Pour one out for Ald. Deborah Graham's (29th) anti-BYOB crusade.
Ahead of Wednesday's City Council meeting, Mayor Rahm Emanuel said a vote on Graham's anti-BYOB measure is on hold.
“It’s been deferred already," Emanuel said according to the Sun-Times. "We’re working through with the sponsors and others to find something that reflects the diverse communities and neighborhoods we have in the city of Chicago.
Graham, whose ward encompasses the Austin neighborhood on the West Side, won initial support for her measure that would ban "bring your own bottle" privileges in dry precincts in October.
Under a law dating back to 1934 that allows Chicago residents to vote an entire precinct “dry” through a local option referendum, patrons can still BYOB to restaurants in dry precincts.
Dry precincts make up roughly 12 percent of the city, according to NBC Chicago.
Graham's move was widely criticized and seen as a face-saving play following the embarassing revelation by the Tribune that the alderman had cleared the way for a convicted felon to receive a six-figure grant to open a liquor store in the blighted Austin neighborhood.

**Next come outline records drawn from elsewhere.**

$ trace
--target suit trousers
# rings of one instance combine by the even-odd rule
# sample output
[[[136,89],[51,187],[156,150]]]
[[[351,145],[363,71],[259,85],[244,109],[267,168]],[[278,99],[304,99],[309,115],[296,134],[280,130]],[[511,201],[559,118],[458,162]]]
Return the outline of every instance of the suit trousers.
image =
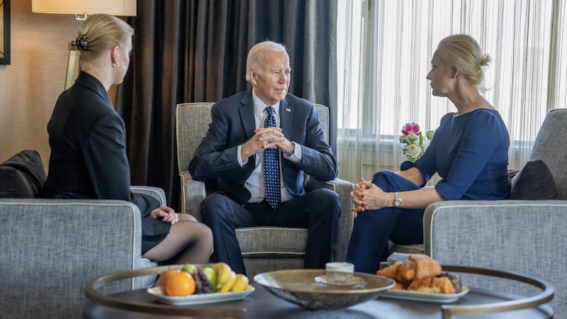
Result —
[[[201,208],[203,223],[213,231],[213,260],[228,264],[237,274],[246,274],[235,230],[243,227],[308,228],[305,268],[324,269],[325,264],[332,260],[340,198],[330,189],[315,189],[295,197],[281,203],[275,211],[265,201],[241,206],[216,192],[203,201]]]
[[[408,179],[392,172],[378,172],[372,179],[386,192],[418,189]],[[354,271],[376,274],[380,262],[388,258],[388,242],[400,245],[423,243],[424,209],[386,207],[364,211],[354,218],[347,261]]]

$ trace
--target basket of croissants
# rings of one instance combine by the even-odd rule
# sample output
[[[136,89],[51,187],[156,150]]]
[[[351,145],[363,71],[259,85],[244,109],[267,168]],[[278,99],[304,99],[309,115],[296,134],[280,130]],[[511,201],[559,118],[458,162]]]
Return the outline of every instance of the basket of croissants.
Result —
[[[449,294],[463,289],[459,275],[443,272],[437,260],[422,254],[410,254],[408,260],[397,261],[378,270],[376,274],[395,280],[393,290]]]

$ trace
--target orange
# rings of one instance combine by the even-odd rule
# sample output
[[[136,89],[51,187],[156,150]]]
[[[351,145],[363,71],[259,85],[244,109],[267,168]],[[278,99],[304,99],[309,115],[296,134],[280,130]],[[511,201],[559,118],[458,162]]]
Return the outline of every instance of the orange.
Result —
[[[179,272],[169,275],[165,283],[167,296],[189,296],[195,292],[195,280],[187,272]]]
[[[177,269],[167,269],[167,270],[164,270],[163,272],[162,272],[161,274],[159,274],[159,289],[162,290],[162,293],[163,293],[164,295],[166,294],[165,285],[167,283],[167,280],[169,279],[169,276],[171,276],[172,274],[175,274],[176,272],[179,272],[179,271]]]

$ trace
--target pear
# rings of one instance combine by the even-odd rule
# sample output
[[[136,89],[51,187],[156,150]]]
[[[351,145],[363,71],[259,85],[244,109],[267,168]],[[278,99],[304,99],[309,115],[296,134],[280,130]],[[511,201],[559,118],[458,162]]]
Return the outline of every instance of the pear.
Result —
[[[236,280],[230,287],[230,291],[242,291],[248,287],[248,277],[242,274],[237,274],[236,275]]]
[[[189,274],[193,274],[197,272],[197,268],[193,264],[185,264],[181,268],[181,272],[185,272]]]
[[[216,285],[215,285],[215,289],[220,291],[232,279],[230,272],[232,272],[232,269],[230,266],[224,262],[217,262],[211,268],[217,274],[217,282]],[[235,277],[236,277],[235,274]]]
[[[207,279],[213,286],[213,288],[216,287],[217,285],[217,273],[215,272],[211,267],[204,267],[203,268],[203,272],[207,276]]]

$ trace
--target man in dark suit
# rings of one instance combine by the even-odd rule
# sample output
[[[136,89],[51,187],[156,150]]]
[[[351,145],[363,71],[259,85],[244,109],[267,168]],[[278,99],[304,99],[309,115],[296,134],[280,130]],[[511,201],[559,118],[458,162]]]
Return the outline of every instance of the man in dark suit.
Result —
[[[333,179],[337,161],[313,105],[287,91],[286,48],[257,44],[246,69],[252,89],[215,104],[189,167],[196,180],[216,179],[216,191],[201,203],[203,222],[213,230],[213,259],[246,274],[235,228],[307,228],[305,267],[325,268],[332,259],[340,199],[325,189],[306,193],[304,174]]]

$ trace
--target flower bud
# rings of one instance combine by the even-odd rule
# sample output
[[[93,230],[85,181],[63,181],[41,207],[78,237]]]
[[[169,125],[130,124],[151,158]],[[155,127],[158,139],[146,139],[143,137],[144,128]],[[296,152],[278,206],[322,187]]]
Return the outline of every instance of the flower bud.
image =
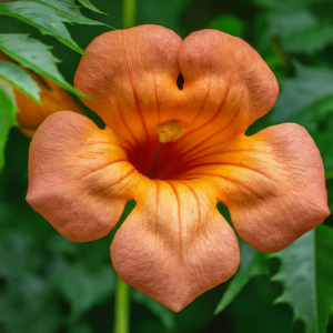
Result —
[[[0,59],[13,62],[10,58],[0,52]],[[19,130],[32,138],[37,128],[50,114],[57,111],[73,111],[84,114],[79,104],[74,102],[71,95],[50,79],[42,77],[31,70],[24,69],[40,88],[41,104],[36,103],[24,93],[14,89],[14,95],[19,112],[17,120],[20,124]]]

In October, days after the Tribune story came out, Graham insisted her BYOB-squashing measure was unrelated.
"It has nothing to do with that particular story at all," Graham said. "This isn't a result of the Tribune story. It isn't."
The law doesn't allow the measure to affect wards selectively -- in this case, Graham's -- meaning any anti-BYOB rule would apply citywide. Support for Graham's measure crumbled after City Law Department officials clarified any change to the current law would affect everyone.
“So the correction you’re trying to do in your ward will be imposed upon the city?” Ald. Carrie Austin (34th) said according to the Sun-Times. Ald. Willie Cochran (20th) said flat-out "I don't want [the ban] in my ward."
While Emanuel said Graham's proposal is deferred, he refused to clarify if it is completely dead.